Cotidiano

Grupos da morte

Redação DM

Publicado em 23 de maio de 2018 às 01:04 | Atualizado há 1 ano

  •  Indução ao suicídio, tráfico de drogas e outros crimes são praticados por cibercriminosos e colocam adolescentes em perigo na Internet. Delegada diz que Deep Web e Dark Net prejudicam investigações por dificultar acesso aos autores dos crimes

O crescente número de ca­sos de suicídio entre ado­lescentes ligados a jogos virtuais tem preocupado pais, au­toridades, instituições e entidades da sociedade civil. Pelo menos três adolescentes que suicidaram en­tre fevereiro e março deste ano em Goiás têm relação direta ou indi­reta com o jogo mortal The H4ters (Os odiadores), afirma Sabrina Le­les, delegada titular da Delegacia Estadual de Repressão aos Crimes Cibernéticos (Dercc).

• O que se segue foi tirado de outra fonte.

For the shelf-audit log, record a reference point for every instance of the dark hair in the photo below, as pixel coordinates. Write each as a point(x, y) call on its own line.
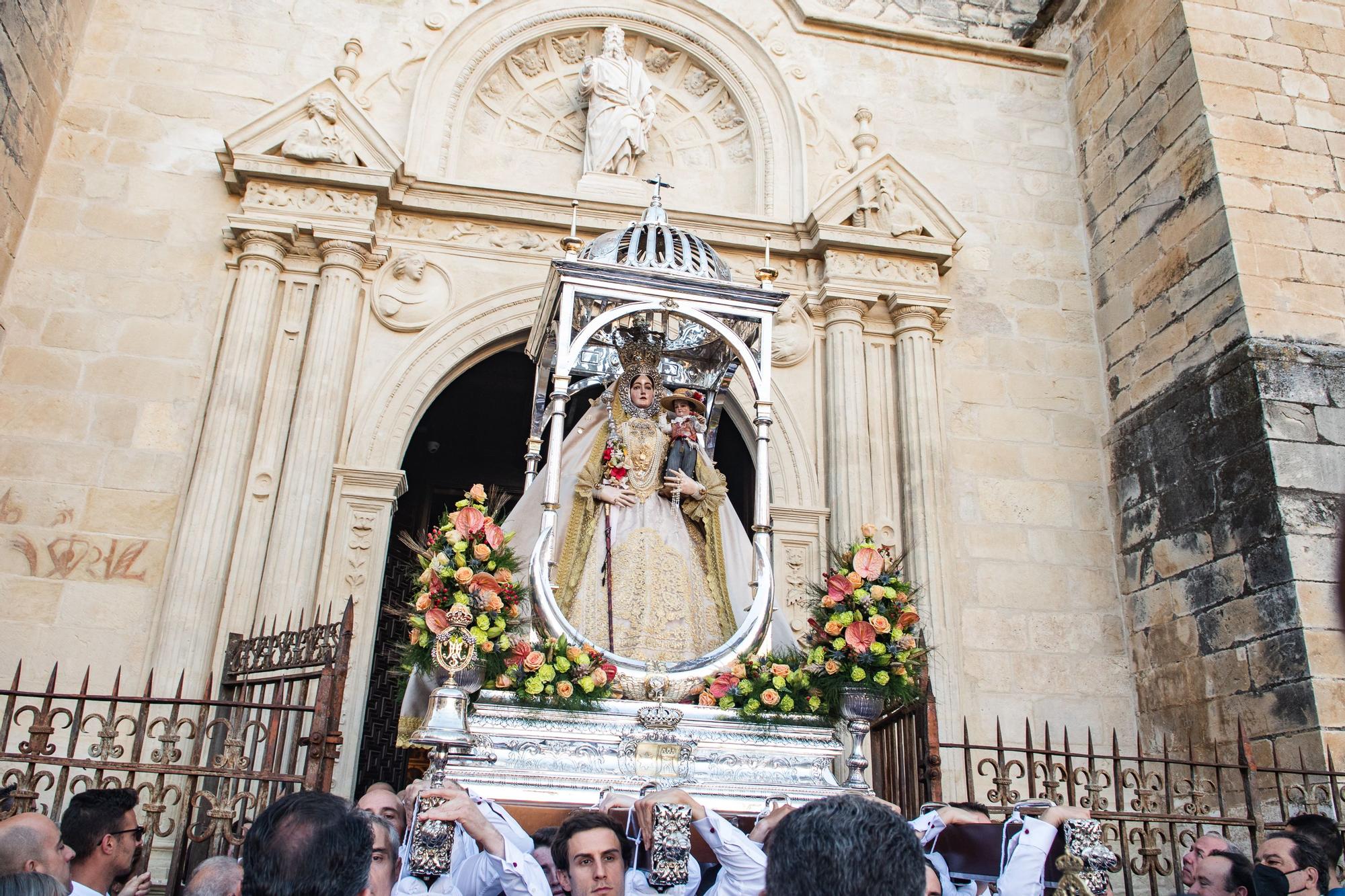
point(309, 844)
point(92, 815)
point(1307, 853)
point(32, 884)
point(1241, 873)
point(973, 807)
point(578, 822)
point(845, 846)
point(1320, 829)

O jogo é semelhante à Baleia Azul, que surgiu na Rússia, e con­siste em uma série de desafios diá­rios enviados à vítima.

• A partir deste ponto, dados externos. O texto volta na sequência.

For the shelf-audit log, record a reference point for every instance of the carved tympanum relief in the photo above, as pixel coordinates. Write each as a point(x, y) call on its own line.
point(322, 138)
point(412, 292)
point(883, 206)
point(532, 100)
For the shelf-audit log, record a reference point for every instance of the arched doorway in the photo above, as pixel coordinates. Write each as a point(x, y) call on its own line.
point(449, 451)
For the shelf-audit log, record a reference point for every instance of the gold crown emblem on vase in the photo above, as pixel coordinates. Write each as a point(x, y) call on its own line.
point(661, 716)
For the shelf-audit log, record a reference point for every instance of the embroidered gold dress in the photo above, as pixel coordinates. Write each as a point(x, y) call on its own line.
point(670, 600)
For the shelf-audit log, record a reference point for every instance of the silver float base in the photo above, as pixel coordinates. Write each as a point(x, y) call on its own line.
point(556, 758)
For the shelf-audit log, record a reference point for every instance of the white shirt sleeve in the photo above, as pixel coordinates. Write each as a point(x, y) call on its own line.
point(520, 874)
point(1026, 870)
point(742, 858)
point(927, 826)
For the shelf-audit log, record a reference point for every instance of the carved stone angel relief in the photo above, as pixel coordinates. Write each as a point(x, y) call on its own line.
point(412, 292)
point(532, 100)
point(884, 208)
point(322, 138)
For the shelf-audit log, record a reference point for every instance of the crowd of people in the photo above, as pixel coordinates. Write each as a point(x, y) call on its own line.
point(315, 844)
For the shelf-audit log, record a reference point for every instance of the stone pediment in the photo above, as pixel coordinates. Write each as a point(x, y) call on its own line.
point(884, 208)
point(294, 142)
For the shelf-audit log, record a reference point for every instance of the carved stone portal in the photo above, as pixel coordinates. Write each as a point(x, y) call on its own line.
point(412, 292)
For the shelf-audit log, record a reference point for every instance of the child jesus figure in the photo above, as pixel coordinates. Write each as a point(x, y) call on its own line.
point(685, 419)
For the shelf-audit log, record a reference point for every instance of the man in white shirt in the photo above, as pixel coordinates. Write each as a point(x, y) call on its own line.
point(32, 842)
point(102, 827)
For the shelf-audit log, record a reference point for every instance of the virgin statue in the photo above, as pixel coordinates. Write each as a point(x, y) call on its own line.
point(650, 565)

Dentre as ações está a automu­tilação e atividades contra inimi­gos, sendo o último desafio a prá­tica do suicídio.

Segundo Sabrina Leles, o jogo The H4ters tem mais de 43 mil ins­critos e tem fotos de adolescentes mutilados, mortos e nus com o sím­bolo “THS”, em referência ao jogo. “Temos 43 mil adolescentes inscri­tos no jogo. Se pensarmos que exis­tem pelo menos dois responsáveis por cada adolescente, onde estão os 86 mil pais ou responsáveis que não acompanham a rotina dos fi­lhos?”, questiona Sabrina.

Para a delegada, as investiga­ções se travam na dificuldade de obter os dados já que a maioria se utiliza de mecanismos como Deep Web e Darknet em que as páginas são criptografadas e anô­nimas, além de proxies para des­virtuar o IP (identidade do com­putador), facilitando a ação dos cibercriminosos.

O promotor de Justiça Publius Lentulus Alves da Rocha, coorde­nador do Centro de Apoio Ope­racional à Infância e Juventude, alerta sobre a necessidade de um trabalho conjunto para combater os crimes potencializados pela In­ternet. “Indução ao suicídio, tráfico de drogas, ciberbulling, dentre ou­tras ações maléficas, necessita de uma ação em equipe. A preven­ção e repressão precisam ser enfá­ticas e observar tanto o lado huma­no quanto o tecnológico”, explica.

TRÁFICO DE DROGAS ONLINE

Há grupos que não induzem ao suicídio, mas vendem dro­gas pela Internet a adolescentes e causam um mal enorme tanto para os menores quanto à socie­dade, diz o titular do Juizado da In­fância e Juventude de Goiânia Ví­tor França Dias. De acordo com o juiz, grupos como “Gambira on­line” e “Gambira dos panos” ven­dem drogas facilmente, além de objetos oriundos de furtos ou rou­bos. As entregas ocorrem através de aplicativo semelhante ao iFood.

O magistrado diz que tem di­ficuldade de derrubar esses gru­pos, pois quando conseguem um novo é criado facilmente. E Minis­tério Público e policiais não pos­suem equipamentos evoluídos para acompanhar a rápida inova­ção tecnológica. “A administração pública ainda não assumiu a di­mensão do tráfico de drogas entre adolescentes em Goiânia. Adoles­centes da periferia morrem todos os dias por causa do envolvimento com esse tipo de crime”, diz Dias.

PREVENÇÃO

A psicóloga da Delegacia de Proteção à Criança e ao Adolescen­te (DPCA), Viviane Teles, afirma que começar a pensar em ações para prevenir os adolescentes de participarem desses grupos é ur­gente. Para ela, não é fácil criar me­canismos, pois a prevenção exige uma ação conjunta específica para as crianças, adolescentes, pais, pro­fessores e sociedade. “O que mais fazemos é enxugar gelo e apagar fogo, pois a prevenção é complexa e exige esforço e dedicação de vá­rias áreas”, comenta Teles.